What Is Controversy?

 Q: Have you written about any controversial issues or created controversial characters in your books? Do you raise issues of conscience or do you steer away from moral questions?  

 

-from Susan

 

I write stories about people being killed. How is that not a moral issue? How is the act of trying to bring the killers to justice not on some level an issue of conscience and morality? How is a person who would kill another person in a private act for money, revenge, sadism, or fear not controversial?

 

More and more, the best crime fiction is telling stories by and about the real lives of people who in the past were relegated (by those writers who didn’t know them) to stereotypes. I am immensely grateful for the inclusion of more voices, who enrich the landscape of fiction and the beauty of human character. Some of their fiction may be deemed controversial because it challenges us to see the world in ways that push us beyond our smaller beliefs.

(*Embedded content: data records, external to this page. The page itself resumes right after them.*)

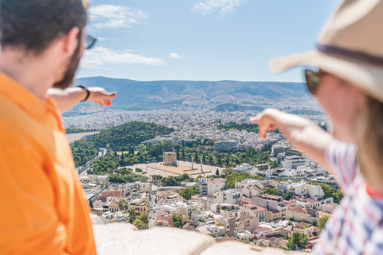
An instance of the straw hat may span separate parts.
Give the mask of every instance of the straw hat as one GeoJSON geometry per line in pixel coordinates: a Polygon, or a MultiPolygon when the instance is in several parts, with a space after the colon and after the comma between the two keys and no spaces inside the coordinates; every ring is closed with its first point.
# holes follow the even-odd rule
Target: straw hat
{"type": "Polygon", "coordinates": [[[277,72],[298,65],[317,66],[383,102],[383,0],[345,0],[316,50],[270,63],[277,72]]]}

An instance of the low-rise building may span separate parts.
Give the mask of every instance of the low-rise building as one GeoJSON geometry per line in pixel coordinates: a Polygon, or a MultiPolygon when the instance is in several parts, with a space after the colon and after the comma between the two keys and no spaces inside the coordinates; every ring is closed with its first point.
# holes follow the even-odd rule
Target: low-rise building
{"type": "Polygon", "coordinates": [[[217,198],[220,203],[242,205],[242,193],[234,189],[219,190],[217,198]]]}
{"type": "Polygon", "coordinates": [[[135,216],[148,213],[149,208],[149,203],[142,198],[133,199],[129,203],[129,210],[133,211],[135,216]]]}
{"type": "Polygon", "coordinates": [[[247,230],[253,233],[255,230],[259,228],[259,218],[242,214],[236,220],[237,227],[236,230],[247,230]]]}
{"type": "Polygon", "coordinates": [[[212,224],[202,224],[195,228],[197,232],[202,235],[208,235],[213,237],[222,237],[226,234],[225,228],[222,226],[212,224]]]}
{"type": "MultiPolygon", "coordinates": [[[[167,212],[162,211],[157,212],[157,219],[156,221],[156,226],[157,227],[175,227],[174,225],[174,221],[173,220],[173,214],[170,214],[167,212]]],[[[180,215],[180,214],[178,214],[180,215]]],[[[183,215],[183,225],[186,222],[186,216],[183,215]]]]}
{"type": "Polygon", "coordinates": [[[109,177],[108,175],[96,175],[95,174],[89,174],[85,176],[78,177],[81,183],[89,182],[94,183],[98,185],[104,184],[107,185],[109,183],[109,177]]]}
{"type": "Polygon", "coordinates": [[[242,210],[238,205],[227,203],[218,203],[211,205],[210,207],[211,212],[220,214],[224,216],[232,216],[238,217],[242,215],[242,210]]]}
{"type": "Polygon", "coordinates": [[[297,167],[306,165],[305,159],[300,156],[286,156],[282,162],[282,168],[295,169],[297,167]]]}
{"type": "Polygon", "coordinates": [[[128,182],[125,183],[125,194],[126,195],[130,195],[133,191],[136,192],[143,191],[144,190],[149,190],[150,189],[149,182],[141,182],[136,181],[136,182],[128,182]]]}
{"type": "Polygon", "coordinates": [[[240,165],[237,165],[235,167],[233,168],[233,173],[247,173],[251,175],[253,174],[253,170],[254,167],[251,166],[247,163],[243,163],[240,165]]]}
{"type": "Polygon", "coordinates": [[[299,183],[291,184],[290,191],[291,195],[307,196],[314,200],[320,200],[325,196],[325,193],[320,185],[308,184],[305,181],[301,181],[299,183]]]}
{"type": "Polygon", "coordinates": [[[252,204],[244,204],[242,211],[243,214],[257,217],[260,222],[265,222],[267,220],[267,209],[263,207],[252,204]]]}
{"type": "Polygon", "coordinates": [[[283,203],[283,197],[264,194],[258,197],[253,197],[252,201],[253,205],[266,208],[268,211],[279,211],[282,219],[285,218],[285,212],[287,210],[287,206],[283,203]]]}
{"type": "Polygon", "coordinates": [[[200,178],[197,181],[198,194],[212,196],[213,194],[223,188],[226,184],[224,178],[200,178]]]}
{"type": "Polygon", "coordinates": [[[238,142],[234,140],[221,140],[214,143],[214,149],[215,151],[236,153],[238,149],[238,142]]]}
{"type": "Polygon", "coordinates": [[[234,237],[241,240],[251,240],[253,239],[251,232],[247,230],[238,230],[234,232],[234,237]]]}
{"type": "Polygon", "coordinates": [[[112,213],[120,211],[118,207],[119,199],[115,198],[108,198],[111,199],[102,205],[104,212],[109,211],[112,213]]]}
{"type": "Polygon", "coordinates": [[[277,210],[267,211],[267,222],[279,221],[282,219],[282,213],[277,210]]]}

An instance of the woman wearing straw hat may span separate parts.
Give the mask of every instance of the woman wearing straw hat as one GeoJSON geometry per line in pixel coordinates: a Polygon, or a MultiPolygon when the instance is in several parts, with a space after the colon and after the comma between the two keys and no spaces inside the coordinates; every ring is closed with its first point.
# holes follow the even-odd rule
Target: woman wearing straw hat
{"type": "Polygon", "coordinates": [[[330,116],[332,133],[274,109],[251,120],[260,136],[278,128],[338,178],[345,197],[313,254],[383,254],[383,0],[346,0],[325,26],[316,50],[275,60],[298,65],[330,116]]]}

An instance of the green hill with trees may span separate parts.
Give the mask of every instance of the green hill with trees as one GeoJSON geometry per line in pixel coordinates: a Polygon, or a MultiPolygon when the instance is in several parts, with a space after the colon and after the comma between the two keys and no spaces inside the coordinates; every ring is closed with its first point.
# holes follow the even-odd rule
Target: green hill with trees
{"type": "Polygon", "coordinates": [[[124,148],[132,144],[137,145],[156,135],[169,134],[174,131],[173,128],[154,123],[133,121],[103,130],[92,136],[89,141],[100,148],[109,144],[113,150],[124,150],[124,148]]]}

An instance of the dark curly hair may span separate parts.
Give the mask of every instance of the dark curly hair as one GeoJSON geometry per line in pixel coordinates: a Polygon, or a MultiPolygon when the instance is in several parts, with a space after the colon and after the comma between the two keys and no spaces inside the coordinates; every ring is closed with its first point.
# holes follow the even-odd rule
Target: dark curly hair
{"type": "Polygon", "coordinates": [[[0,45],[36,54],[74,27],[87,21],[82,0],[0,0],[0,45]]]}

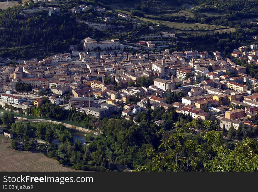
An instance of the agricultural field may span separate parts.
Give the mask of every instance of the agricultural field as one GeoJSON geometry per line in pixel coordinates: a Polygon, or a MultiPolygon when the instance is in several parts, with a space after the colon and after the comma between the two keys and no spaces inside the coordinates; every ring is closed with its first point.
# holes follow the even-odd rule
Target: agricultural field
{"type": "Polygon", "coordinates": [[[8,7],[12,7],[15,5],[18,4],[17,1],[8,1],[8,4],[7,5],[7,1],[0,2],[0,9],[6,9],[8,7]]]}
{"type": "Polygon", "coordinates": [[[235,30],[234,29],[223,26],[201,23],[179,23],[150,19],[140,17],[136,17],[142,21],[150,21],[155,24],[161,24],[167,26],[169,28],[168,30],[169,32],[178,34],[179,35],[180,34],[190,33],[193,35],[200,35],[207,32],[211,33],[213,32],[222,32],[223,31],[225,32],[230,30],[233,32],[235,30]]]}
{"type": "Polygon", "coordinates": [[[188,12],[187,11],[184,10],[181,10],[176,13],[166,13],[163,15],[164,15],[167,16],[185,16],[187,18],[193,17],[194,16],[192,13],[191,13],[190,12],[188,12]]]}
{"type": "Polygon", "coordinates": [[[209,17],[214,17],[216,16],[225,16],[227,15],[225,13],[212,13],[212,12],[203,12],[200,13],[203,13],[206,15],[207,16],[209,17]]]}
{"type": "Polygon", "coordinates": [[[10,148],[12,140],[0,135],[0,171],[75,171],[36,150],[21,151],[10,148]]]}

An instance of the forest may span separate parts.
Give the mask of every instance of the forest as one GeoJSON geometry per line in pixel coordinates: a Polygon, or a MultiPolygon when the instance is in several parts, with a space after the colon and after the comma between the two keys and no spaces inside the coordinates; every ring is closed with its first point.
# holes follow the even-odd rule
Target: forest
{"type": "MultiPolygon", "coordinates": [[[[6,116],[9,119],[9,115],[6,116]]],[[[242,124],[239,130],[230,127],[228,131],[222,130],[211,116],[204,121],[193,119],[189,115],[177,113],[174,108],[166,112],[163,107],[149,109],[132,117],[129,120],[119,118],[91,119],[92,126],[99,127],[103,133],[96,137],[88,136],[92,141],[86,146],[78,141],[73,143],[69,130],[61,125],[9,123],[8,127],[16,138],[28,141],[31,145],[28,147],[39,147],[46,155],[48,152],[48,156],[75,169],[108,171],[128,169],[137,171],[257,170],[258,141],[254,139],[258,134],[257,128],[242,124]],[[162,125],[154,123],[161,119],[164,121],[162,125]],[[61,143],[58,146],[51,143],[54,138],[61,143]],[[34,139],[49,143],[35,144],[34,139]]]]}

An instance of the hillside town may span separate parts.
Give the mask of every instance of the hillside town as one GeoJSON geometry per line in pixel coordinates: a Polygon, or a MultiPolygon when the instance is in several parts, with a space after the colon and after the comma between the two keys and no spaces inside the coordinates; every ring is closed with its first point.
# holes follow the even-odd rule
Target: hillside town
{"type": "MultiPolygon", "coordinates": [[[[258,79],[219,51],[132,54],[119,49],[119,39],[90,37],[84,45],[85,51],[1,67],[0,104],[26,113],[45,97],[96,117],[116,113],[128,119],[150,108],[173,107],[194,119],[217,120],[227,130],[256,126],[258,79]]],[[[241,47],[232,55],[258,65],[257,48],[241,47]]]]}

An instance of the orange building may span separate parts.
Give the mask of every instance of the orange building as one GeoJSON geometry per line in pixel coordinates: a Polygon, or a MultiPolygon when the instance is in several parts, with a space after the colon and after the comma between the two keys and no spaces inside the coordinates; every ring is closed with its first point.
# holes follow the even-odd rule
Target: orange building
{"type": "Polygon", "coordinates": [[[233,110],[230,111],[226,111],[225,118],[227,119],[235,120],[245,116],[245,110],[242,109],[233,110]]]}
{"type": "Polygon", "coordinates": [[[38,99],[37,100],[35,100],[33,102],[33,105],[37,107],[39,107],[42,105],[43,104],[43,100],[42,99],[38,99]]]}

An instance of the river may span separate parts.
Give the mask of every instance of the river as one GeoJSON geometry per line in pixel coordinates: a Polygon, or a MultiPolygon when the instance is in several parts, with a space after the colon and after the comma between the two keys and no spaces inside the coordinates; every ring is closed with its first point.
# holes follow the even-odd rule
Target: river
{"type": "MultiPolygon", "coordinates": [[[[4,114],[4,113],[6,112],[9,113],[13,113],[13,115],[16,117],[24,117],[24,118],[27,118],[27,119],[46,119],[49,120],[52,120],[52,121],[56,121],[60,122],[62,123],[65,123],[68,124],[70,124],[73,125],[75,125],[78,127],[84,127],[84,126],[80,124],[71,121],[64,120],[61,121],[55,119],[51,119],[51,118],[47,118],[41,117],[37,117],[36,116],[26,115],[21,113],[17,113],[15,112],[11,112],[5,110],[3,109],[0,109],[0,117],[3,117],[3,115],[4,114]]],[[[23,122],[21,121],[21,122],[23,122]]],[[[86,142],[86,141],[85,138],[85,136],[84,136],[84,135],[86,134],[85,133],[71,129],[68,129],[71,132],[72,135],[74,143],[75,142],[76,139],[79,139],[79,141],[82,143],[86,142]]],[[[59,141],[58,141],[57,139],[54,139],[53,141],[53,143],[57,144],[57,145],[59,145],[60,143],[59,141]]]]}
{"type": "MultiPolygon", "coordinates": [[[[84,134],[85,133],[79,131],[77,131],[74,129],[68,129],[70,131],[73,136],[73,140],[74,143],[75,143],[76,139],[78,139],[81,142],[81,143],[83,143],[86,142],[87,141],[85,139],[84,134]]],[[[57,146],[59,146],[61,143],[57,139],[55,139],[53,140],[52,143],[57,144],[57,146]]]]}
{"type": "Polygon", "coordinates": [[[11,113],[13,114],[14,116],[16,117],[22,117],[24,118],[27,118],[27,119],[46,119],[47,120],[51,120],[52,121],[55,121],[58,122],[60,122],[62,123],[64,123],[69,124],[75,126],[77,127],[80,127],[84,128],[87,128],[83,125],[79,123],[78,123],[77,122],[74,121],[68,121],[67,120],[58,120],[51,118],[48,118],[47,117],[37,117],[37,116],[33,116],[33,115],[26,115],[21,113],[17,113],[16,112],[13,112],[7,111],[3,109],[0,109],[0,117],[3,117],[3,114],[4,112],[8,112],[9,113],[11,113]],[[3,113],[2,113],[3,112],[3,113]]]}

I’m cool with that. 

 

BLACKTOP WASTELAND by S.A. Cosby insisted that I see the crushing economic trap Beauregard Montage is locked into by society. He’s a Black man who is doing his damndest to live honestly, work honestly, and be a decent husband and father. He’s flawed but Cosby pulls me into his reasoning. 

 

THESE WOMEN, by Ivy Pochoda, also demands that I see, even for a little while, the world through the eyes of a group of sex workers who try to stand together against people who would shower them with hate and abuse, and objectify them for their own self-righteousness. 

 

And, of course, the four BLANCHE novels by the late and sorely missed Barbara Neely pulled me into the perspective of a strong, smart, proud Black woman who spent much of her life cleaning up after White people in a lot of ways.

 

We are opening up the crime fiction community to the best kinds of controversy and the invitation to address – and be addressed – by moral issues and I say, great!